Shaking his head, Jax grabbed Maddie’s hand and pulled her out of the booth and toward the door, moving so fast she had to run to keep up.

“Where are we going?”

“To talk without the entire f**king town throwing in their two cents.”

He opened the café door, and they ran smack into a man wearing a rain slicker and carrying a clipboard with the name of a national insurance company on the front. “Excuse me,” he said. “I’m looking for the owners of the Lucky Harbor Resort.”

“That’s me,” Maddie said, very aware of Jax at her back, protective. Steady. “Give me a minute?” she asked the insurance guy, and at his nod, she pulled Jax aside. “I’m sorry,” she whispered. “We have to have this meeting before any of us can leave town.”

“Leave?”

“Yeah.” She met his gaze, her chest so tight she could scarcely get the words out. “I’m pretty sure that’s what Tara and Chloe are planning on doing now. We have no place to live, and they’ve been wanting to get back to their lives for weeks now.”

“And you?”

“It’s majority rules.”

“Bullshit.” He shook his head and said it again. “You came here a fighter, Maddie. Maybe you’d lost a round or two, but you were on your feet. You want to stay in Lucky Harbor? Fight for it. You want a relationship with your sisters? Fight for it.”

“What about you? What about a relationship with you?”

He pulled back to look into her face as if memorizing her features. His voice, when he spoke, was low and gravelly with emotion. “I’m already yours. Always have been. All you have to do is step into the ring.”

Chapter 26

“My motto was always: never chase after person,

place, or thing, because something better will

come along. Turns out I was wrong.”

PHOEBE TRAEGER

The insurance adjuster slipped out of his rain slicker and introduced himself as Benny Ramos. He was tall and lanky lean, wearing cowboy boots, a matching hat, and Wranglers that threatened to slide right off his skinny hips. It was impossible to tell if he was barely twenty-one or just really good with a razor.

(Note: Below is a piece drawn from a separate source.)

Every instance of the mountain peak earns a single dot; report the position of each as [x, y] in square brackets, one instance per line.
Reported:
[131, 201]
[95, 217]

Jax had led both Maddie and Benny back to their table. Jax gave Maddie a quiet, assessing look that she had no idea how to read and then left.

Her head was spinning. He’d given everything he had, and he wanted the same from her. He wanted her to fight for what she wanted.

Made sense. Made a lot of sense. It’s what any good, strong leading lady would do.

“So,” Benny said. “The cottage is a total loss.”

“No duh,” Chloe said. “Now tell us something we don’t know.”

“The fire department believes the fire originated with a set of old faulty Christmas lights that were strung…” He consulted his clipboard. “On a dead plant of some sort in the living room.”

Tara snorted.

Maddie closed her eyes. Poor Charlie Brown Christmas tree, may you rest in peace…

“Anyway,” the adjuster went on. “The inn isn’t as bad as it looks. The bedrooms upstairs need a complete renovation, new carpeting, walls and bathroom replacement. New roof. But the downstairs is all cosmetic and can be cleaned. You’re in decent shape there.”